The Greek 22-year-old world number five took just one hour and 11 minutes to beat the Russian, ranked eighth, for the biggest victory in his career, after his triumph in the year-end ATP Finals in 2019.
"Breathing is something I've been working on the last couple of months with my psychologist," said Tsitsipas, who said he has taken up meditation and is "inspired by Buddhism".
"I find breathing very important especially when I'm performing or playing, breathing helps me control myself and have full control of what I'm doing out there.
"Definitely something that I've been putting a lot of work in the last couple of weeks."
The Greek's victory in his seventh match against 23-year-old Rublev gave him a 4-3 advantage in their head-to-head meetings.
Tsitsipas believes that his rivalry with Rublev, which started at the prestigious Orange Bowl in Florida, could even one day go on to match the epic confrontations involving Novak Djokovic, Rafael Nadal and Roger Federer.
"You see back 15 years ago, 10 years ago when Nadal and Federer built one.

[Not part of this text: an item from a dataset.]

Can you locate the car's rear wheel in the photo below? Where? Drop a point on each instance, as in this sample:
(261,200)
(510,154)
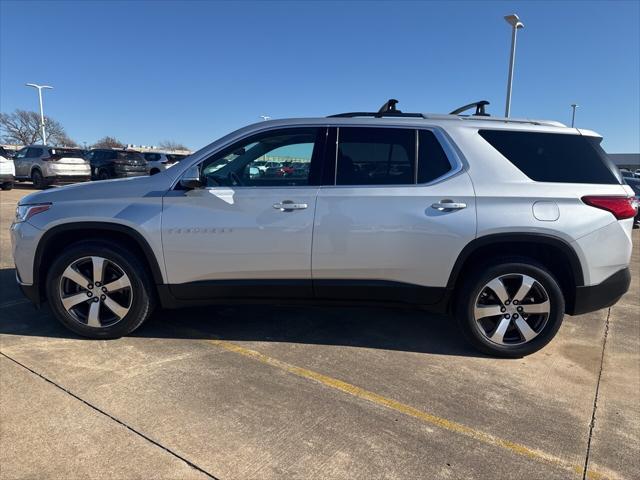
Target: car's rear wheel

I feel like in our circumstances, the way it's going to be in this era, there are going to be much more rivalries than just one," said Tsitsipas.
"It won't be singular. Me with (Alexander) Zverev, me with (Jannik) Sinner, me with (Matteo) Berrettini."
Tsitsipas now has six titles on the ATP Tour, including the year-end ATP Finals in 2019 and four ATP 250 tournaments (Stockholm 2018, Marseille and Estoril 2019, Marseille 2020).
By the time Rublev got going in the first set on Sunday, the damage was done.
Tsitsipas calmly held his service games to win the first set in 32 minutes.
The second followed the same pattern as Tsitsipas broke serve in the third game. He broke again to end the match.
Rublev, who was playing in his first Masters 1000 final after eliminating Rafael Nadal in the quarter-finals, did not have a break point in the match.
The Russian admitted he had even surprised himself when he defeated Nadal, an 11-time champion in Monte Carlo, on Friday.
"When I confirmed to play Barcelona (which starts Monday), it was right before match with Rafa," he said.
"I was thinking in my head that Friday probably I will be already in Barcelona! But, I think I can play on Wednesday, so I have like two days off, which is more than enough."